C'est du moins ce que prétendit la presse gouvernementale. Le parti paysan était devenu muet. Ses journaux avaient été interdits, et les conseils municipaux dissous. Les masses paysannes, terrorisées, privées de leur chef, ne résistaient plus à la dictature fasciste. Cette apparente résignation ne devait pas suffire au gouvernement de Tsankoff qui élabora un plan diabolique en vue d'exterminer définitivement le mouvement paysan.
Tout d'abord liberté complète fut donnée à la presse communiste et aux communistes eux-mêmes, simple manoeuvre destinée à pousser les masses paysannes vers la gauche. Elle ne réussit pas. Fidèle aux principes de Stamboulisky, le parti paysan répudia toutes les offres de l'extrême-gauche.

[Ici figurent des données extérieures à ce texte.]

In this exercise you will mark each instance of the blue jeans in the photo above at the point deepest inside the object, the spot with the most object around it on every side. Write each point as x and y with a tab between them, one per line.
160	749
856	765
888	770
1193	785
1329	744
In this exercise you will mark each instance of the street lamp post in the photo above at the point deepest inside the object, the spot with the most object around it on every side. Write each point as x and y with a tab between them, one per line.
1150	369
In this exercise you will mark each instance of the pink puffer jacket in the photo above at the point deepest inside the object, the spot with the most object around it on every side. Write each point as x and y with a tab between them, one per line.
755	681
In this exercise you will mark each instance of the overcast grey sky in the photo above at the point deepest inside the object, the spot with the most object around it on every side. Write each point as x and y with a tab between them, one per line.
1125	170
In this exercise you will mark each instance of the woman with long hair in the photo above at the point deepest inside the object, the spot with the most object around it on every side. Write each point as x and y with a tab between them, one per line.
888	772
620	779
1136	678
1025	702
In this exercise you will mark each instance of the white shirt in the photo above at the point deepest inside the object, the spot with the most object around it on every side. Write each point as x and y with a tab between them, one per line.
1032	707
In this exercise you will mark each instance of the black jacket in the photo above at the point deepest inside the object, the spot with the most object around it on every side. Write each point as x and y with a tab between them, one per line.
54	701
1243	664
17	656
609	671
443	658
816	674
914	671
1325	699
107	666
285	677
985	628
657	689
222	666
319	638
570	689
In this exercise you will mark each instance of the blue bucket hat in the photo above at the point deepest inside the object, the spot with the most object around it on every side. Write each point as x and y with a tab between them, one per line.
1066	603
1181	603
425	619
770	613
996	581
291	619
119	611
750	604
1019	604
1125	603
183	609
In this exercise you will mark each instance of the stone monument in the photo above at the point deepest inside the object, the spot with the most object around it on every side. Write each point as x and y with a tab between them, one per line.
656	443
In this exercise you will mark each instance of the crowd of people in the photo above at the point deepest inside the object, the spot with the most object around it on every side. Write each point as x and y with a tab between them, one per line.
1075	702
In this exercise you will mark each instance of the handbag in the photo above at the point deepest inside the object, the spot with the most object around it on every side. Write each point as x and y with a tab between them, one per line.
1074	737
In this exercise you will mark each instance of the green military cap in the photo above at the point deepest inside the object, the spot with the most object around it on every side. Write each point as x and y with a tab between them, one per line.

C'est alors que Tsankoff décida de provoquer un soulèvement. Le nouveau gouvernement se sentait assez fort pour le réprimer: en dehors de l'armée, il avait l'appui des comitadjis et des débris de l'armée du général russe Wrangel, réfugiés en territoire bulgare.
Sous le couvert d'un complot communiste, il fut procédé à des arrestations en masse. La population s'insurgea et, chassant les comités gouvernementaux qui avaient remplacé les conseils municipaux, instaura un gouvernement local populaire qualifié immédiatement de communiste!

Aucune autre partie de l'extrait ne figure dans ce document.